CROATIE, Janvier 1997

•    C’est en Croatie qu’ont eu lieu les deux premières missions de Clowns sans Frontières en juin et en août 1994 dans les camps de...

•    C’est en Croatie qu’ont eu lieu les deux premières missions de Clowns sans Frontières en juin et en août 1994 dans les camps de réfugiés de la région de Split et de Zagreb.

•    Trois ans plus tard, en décembre 1997, une nouvelle mission a été organisée à Zagreb, à Gracac et à Split.

•    Au total, ce sont plus de 8 000 personnes qui ont assisté à nos spectacles.

Clowns sans Frontières se crée en Espagne en 1993 puis en France l’année suivante dans le contexte de la guerre des Balkans. Après avoir participé à une mission en Croatie aux côtés des artistes espagnols de Payasos sin Fronteras, Antonin Maurel décide de créer la même association en France.

A l’époque, ce sont 900 000 réfugiés et déplacés croates et bosniaques qui vivent dans les camps. En juin 1994, une première équipe de Clowns sans Frontières France se rend dans les camps autour de Split pour apporter des moments de joie aux réfugiés. La magie du spectacle permet d’alléger leurs souffrances, d’amener une respiration dans la lourdeur de leur quotidien.  De nombreux témoignages nous permettent de réaliser la nécessité de notre action et nous encouragent à revenir.

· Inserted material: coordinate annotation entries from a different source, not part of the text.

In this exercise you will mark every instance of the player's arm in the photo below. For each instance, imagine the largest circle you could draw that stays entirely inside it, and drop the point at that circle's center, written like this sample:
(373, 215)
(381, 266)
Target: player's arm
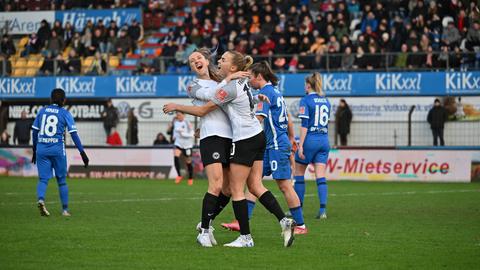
(72, 129)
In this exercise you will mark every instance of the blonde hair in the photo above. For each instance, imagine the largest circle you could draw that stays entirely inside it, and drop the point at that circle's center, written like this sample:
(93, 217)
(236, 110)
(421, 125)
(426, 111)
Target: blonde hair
(315, 81)
(240, 61)
(212, 69)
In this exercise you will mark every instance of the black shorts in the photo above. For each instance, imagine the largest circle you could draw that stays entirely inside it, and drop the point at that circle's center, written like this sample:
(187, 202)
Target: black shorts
(215, 149)
(187, 152)
(247, 151)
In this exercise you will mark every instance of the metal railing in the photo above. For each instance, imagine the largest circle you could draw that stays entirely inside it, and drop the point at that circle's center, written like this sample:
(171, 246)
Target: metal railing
(297, 63)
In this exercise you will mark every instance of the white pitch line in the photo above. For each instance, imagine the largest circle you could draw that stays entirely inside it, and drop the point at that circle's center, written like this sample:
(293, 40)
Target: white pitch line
(306, 195)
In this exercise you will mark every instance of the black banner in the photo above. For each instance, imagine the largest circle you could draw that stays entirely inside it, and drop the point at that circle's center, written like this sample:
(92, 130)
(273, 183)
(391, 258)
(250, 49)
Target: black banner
(82, 110)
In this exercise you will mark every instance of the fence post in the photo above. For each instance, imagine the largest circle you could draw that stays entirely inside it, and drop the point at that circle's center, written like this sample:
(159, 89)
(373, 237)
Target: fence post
(410, 112)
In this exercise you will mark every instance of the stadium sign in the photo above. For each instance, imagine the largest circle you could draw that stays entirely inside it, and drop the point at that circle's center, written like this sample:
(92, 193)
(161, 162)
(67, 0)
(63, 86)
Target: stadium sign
(25, 23)
(78, 18)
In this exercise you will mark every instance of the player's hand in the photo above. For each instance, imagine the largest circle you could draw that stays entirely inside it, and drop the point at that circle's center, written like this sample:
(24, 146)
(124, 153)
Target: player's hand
(84, 158)
(237, 75)
(263, 98)
(300, 153)
(169, 107)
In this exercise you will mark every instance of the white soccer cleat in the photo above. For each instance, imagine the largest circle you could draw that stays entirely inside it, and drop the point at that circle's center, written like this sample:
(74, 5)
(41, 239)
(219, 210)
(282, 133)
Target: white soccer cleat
(241, 241)
(204, 239)
(43, 210)
(210, 233)
(288, 227)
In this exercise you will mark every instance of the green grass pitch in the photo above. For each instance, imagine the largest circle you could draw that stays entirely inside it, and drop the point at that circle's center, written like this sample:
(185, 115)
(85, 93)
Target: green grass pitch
(146, 224)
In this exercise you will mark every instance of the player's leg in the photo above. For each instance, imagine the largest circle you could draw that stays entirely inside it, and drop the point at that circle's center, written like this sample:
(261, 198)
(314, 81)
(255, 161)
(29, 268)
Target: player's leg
(176, 160)
(188, 161)
(60, 168)
(266, 198)
(44, 166)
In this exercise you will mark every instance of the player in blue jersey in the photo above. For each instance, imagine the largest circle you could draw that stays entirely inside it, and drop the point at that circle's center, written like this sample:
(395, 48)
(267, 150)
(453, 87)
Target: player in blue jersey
(313, 147)
(48, 131)
(279, 138)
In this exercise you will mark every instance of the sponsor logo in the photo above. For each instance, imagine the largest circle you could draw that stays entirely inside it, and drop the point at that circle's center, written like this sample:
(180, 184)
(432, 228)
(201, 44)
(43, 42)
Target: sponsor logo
(18, 87)
(337, 84)
(462, 82)
(398, 82)
(136, 86)
(77, 86)
(184, 85)
(221, 95)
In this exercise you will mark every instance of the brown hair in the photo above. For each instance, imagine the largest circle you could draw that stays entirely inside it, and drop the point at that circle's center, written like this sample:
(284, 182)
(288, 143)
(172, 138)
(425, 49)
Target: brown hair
(240, 61)
(315, 81)
(265, 70)
(212, 69)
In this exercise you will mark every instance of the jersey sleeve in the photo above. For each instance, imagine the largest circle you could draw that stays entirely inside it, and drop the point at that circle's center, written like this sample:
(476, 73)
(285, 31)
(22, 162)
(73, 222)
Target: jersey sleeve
(303, 109)
(70, 122)
(224, 95)
(264, 107)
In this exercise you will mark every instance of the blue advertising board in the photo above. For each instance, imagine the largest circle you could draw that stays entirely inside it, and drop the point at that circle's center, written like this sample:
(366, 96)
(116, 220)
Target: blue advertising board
(334, 84)
(78, 18)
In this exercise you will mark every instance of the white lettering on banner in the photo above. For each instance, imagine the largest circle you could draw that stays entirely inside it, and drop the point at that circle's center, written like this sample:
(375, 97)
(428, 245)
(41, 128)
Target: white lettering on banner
(459, 82)
(183, 82)
(17, 87)
(136, 86)
(392, 82)
(77, 85)
(337, 85)
(25, 22)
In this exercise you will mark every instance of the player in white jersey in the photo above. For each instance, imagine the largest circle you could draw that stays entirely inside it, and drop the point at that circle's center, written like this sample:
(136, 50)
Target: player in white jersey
(215, 143)
(248, 147)
(183, 141)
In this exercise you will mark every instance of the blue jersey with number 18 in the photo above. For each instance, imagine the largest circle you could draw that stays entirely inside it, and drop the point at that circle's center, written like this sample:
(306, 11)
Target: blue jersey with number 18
(316, 109)
(51, 123)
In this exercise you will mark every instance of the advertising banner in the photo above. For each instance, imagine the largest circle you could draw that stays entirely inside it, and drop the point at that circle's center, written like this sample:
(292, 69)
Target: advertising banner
(25, 23)
(343, 164)
(78, 18)
(292, 85)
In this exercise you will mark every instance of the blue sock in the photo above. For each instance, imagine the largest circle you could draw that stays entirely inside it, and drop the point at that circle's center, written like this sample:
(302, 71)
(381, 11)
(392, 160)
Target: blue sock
(251, 206)
(322, 191)
(297, 215)
(63, 191)
(42, 188)
(300, 188)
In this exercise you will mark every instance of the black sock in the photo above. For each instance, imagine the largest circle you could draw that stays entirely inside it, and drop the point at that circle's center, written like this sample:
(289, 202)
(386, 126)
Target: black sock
(241, 214)
(177, 165)
(208, 209)
(221, 203)
(190, 170)
(269, 201)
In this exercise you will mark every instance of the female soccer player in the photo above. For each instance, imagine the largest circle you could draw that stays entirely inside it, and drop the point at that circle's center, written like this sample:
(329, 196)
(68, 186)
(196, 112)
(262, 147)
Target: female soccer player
(183, 141)
(313, 147)
(278, 131)
(215, 142)
(248, 147)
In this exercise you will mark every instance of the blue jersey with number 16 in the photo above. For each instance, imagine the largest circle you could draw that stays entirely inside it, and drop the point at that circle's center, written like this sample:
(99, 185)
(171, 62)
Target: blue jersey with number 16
(316, 109)
(51, 122)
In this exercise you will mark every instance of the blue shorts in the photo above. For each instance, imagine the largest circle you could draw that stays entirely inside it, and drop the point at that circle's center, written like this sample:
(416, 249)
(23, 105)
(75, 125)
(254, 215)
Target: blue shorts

Mission de juin 1994 : spectacles dans 11 camps de la région de Split.

Mission d’août 1994 : spectacles dans 10 camps de la région de Zagreb.

Pour ces deux premières missions, les artistes français sont partis en camion par la route. Les équipes étaient composées de clowns, trapézistes, musiciens, danseurs et acrobates, partageant tous une envie d’être solidaire avec les populations victimes de la guerre des Balkans.

Mission de décembre 1997 : spectacles à Zagreb, Gracac, et Split.

Partenaires sur le terrain :

•    1994 : association basque-espagnole « SOS Balkans », Nexus (communauté néerlandaise), Tanja Tadic.
•    1997 : Equilibre.

Partenaires financiers :

•    1994 : l’AFAA, Payasos sin Fronteras, Union des sociétés d’autoroutes à péages.
•    1997 : Action humanitaire.

Une grand mère bosniaque, juin 1994 :
« Je ne trouve pas les mots, ça nous rend gais, ça donne de l’espoir pour l’avenir, on n’a pas ri comme ça depuis le début de la guerre ».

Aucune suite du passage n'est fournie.